Objective: To understand potential causes of failure in heat-activated crimping prosthesis in stapedotomy.

Study Design: Retrospective chart review of all primary and subsequent revision stapedotomy operations performed by the senior authors with heat-activated-crimping prosthesis between June 2003 and September 2009. Patients who had history of previous stapedotomy performed elsewhere were excluded.

Setting: Private neurotologic tertiary referral center.

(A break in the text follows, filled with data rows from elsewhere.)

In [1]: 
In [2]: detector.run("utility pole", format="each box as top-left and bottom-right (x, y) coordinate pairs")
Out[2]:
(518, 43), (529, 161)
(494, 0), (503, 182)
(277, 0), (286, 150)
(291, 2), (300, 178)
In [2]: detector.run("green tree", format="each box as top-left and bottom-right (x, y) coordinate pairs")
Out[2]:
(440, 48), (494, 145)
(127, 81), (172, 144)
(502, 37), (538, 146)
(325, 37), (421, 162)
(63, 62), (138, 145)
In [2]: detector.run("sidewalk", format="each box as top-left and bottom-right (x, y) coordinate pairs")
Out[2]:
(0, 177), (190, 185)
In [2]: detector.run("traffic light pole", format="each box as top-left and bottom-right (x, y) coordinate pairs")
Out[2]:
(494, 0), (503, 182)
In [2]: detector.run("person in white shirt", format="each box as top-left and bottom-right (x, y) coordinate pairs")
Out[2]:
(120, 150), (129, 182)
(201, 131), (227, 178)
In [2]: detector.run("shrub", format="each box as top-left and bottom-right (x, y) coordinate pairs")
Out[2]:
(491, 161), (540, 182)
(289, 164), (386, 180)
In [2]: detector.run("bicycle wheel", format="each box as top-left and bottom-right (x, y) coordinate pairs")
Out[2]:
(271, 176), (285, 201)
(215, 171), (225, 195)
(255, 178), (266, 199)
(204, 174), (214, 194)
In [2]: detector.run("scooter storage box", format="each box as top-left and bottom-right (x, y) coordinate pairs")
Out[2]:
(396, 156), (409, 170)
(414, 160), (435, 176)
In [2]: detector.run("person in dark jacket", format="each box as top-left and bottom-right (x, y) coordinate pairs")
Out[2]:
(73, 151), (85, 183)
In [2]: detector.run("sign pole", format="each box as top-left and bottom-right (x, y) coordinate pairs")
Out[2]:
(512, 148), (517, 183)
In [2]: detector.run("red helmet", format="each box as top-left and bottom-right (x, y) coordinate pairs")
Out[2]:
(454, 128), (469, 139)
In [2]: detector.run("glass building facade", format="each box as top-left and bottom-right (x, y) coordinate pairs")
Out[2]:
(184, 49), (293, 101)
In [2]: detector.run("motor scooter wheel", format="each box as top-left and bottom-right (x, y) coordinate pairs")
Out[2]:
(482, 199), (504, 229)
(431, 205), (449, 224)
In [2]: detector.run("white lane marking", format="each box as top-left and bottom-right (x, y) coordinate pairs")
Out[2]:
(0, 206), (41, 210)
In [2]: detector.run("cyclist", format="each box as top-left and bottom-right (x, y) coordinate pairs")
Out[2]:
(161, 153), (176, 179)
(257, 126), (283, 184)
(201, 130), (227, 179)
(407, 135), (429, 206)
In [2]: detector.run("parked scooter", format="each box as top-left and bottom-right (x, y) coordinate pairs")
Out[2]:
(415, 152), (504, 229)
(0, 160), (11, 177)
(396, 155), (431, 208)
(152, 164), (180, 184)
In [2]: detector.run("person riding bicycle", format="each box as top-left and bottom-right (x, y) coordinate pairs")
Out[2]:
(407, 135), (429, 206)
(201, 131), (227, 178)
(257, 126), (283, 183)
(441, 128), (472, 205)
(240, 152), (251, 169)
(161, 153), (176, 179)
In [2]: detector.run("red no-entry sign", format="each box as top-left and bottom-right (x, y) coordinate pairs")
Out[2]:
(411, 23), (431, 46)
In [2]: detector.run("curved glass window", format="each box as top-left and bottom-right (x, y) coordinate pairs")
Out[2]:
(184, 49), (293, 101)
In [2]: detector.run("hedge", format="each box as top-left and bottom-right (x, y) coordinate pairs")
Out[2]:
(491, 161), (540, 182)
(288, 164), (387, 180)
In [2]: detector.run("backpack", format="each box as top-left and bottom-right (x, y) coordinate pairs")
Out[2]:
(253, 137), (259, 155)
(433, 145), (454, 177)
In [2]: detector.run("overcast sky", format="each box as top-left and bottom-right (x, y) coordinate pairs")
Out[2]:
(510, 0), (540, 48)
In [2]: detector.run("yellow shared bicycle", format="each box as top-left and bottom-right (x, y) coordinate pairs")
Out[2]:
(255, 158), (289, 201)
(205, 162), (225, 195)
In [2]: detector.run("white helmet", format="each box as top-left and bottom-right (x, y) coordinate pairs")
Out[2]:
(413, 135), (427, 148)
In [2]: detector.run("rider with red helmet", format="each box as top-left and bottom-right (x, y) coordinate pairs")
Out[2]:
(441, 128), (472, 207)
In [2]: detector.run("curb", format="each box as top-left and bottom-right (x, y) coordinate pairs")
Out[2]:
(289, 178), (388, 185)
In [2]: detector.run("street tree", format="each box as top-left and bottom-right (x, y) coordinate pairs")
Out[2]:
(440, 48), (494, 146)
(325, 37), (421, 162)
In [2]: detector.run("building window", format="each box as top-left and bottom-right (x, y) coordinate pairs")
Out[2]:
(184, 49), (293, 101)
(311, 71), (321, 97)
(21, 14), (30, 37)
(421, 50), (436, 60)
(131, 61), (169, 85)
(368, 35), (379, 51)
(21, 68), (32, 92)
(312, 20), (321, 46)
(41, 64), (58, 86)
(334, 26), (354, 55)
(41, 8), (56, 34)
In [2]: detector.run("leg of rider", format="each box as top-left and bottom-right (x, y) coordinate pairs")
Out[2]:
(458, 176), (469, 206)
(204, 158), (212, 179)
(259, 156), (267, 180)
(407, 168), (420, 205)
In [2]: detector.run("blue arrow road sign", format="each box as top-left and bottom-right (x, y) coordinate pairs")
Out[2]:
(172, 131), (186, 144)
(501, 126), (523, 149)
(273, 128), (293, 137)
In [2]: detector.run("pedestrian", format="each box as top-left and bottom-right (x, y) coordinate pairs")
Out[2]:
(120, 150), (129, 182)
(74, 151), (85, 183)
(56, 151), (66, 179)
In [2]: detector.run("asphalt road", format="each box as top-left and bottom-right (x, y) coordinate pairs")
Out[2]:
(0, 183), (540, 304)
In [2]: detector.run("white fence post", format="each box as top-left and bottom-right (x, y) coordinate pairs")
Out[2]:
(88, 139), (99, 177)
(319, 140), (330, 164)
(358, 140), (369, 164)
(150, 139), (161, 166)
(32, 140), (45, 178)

Patients: The 335 primary stapedotomies reviewed included 190 with a SMart prosthesis and 145 with a manual-crimp De La Cruz prothesis. Twenty-one patients in the SMart prosthesis group underwent revision stapedotomy. Six patients in the De La Cruz prosthesis group underwent revision stapedotomy. Average length of time between initial and revision surgery for each prosthetic group was 16.5 months and 11 months, respectively.

Intervention: Primary and revision stapedotomy using heat-activated nitinol (SMart) or manual crimp-on platinum (De La Cruz) prosthesis.

Results: A total of 190 primary stapedotomies using heat-activated crimping prosthesis were performed between this period. There were 21 patients who had initial good hearing results that required revision or replacement with a different type of prosthesis. A common finding was lateral displacement of the prosthesis from the stapedotomy with detachment of the nitinol hook from the incus. This group of patients was compared with a control group that used manual-crimp prosthesis.

Conclusion: Heat-activated crimping prosthesis has been reported to enhance stapedotomy hearing outcomes on short- and long-term follow-up studies. Longitudinal analysis on its complications has not been reported. This case series demonstrated 11% rate of possible lateral displacement of the prosthesis out of the vestibule and/or incus. Reopening of the nitinol hook off the incus also was a common associated finding. Failure rates are classified. The advantages and disadvantages of this popular prosthesis are reviewed.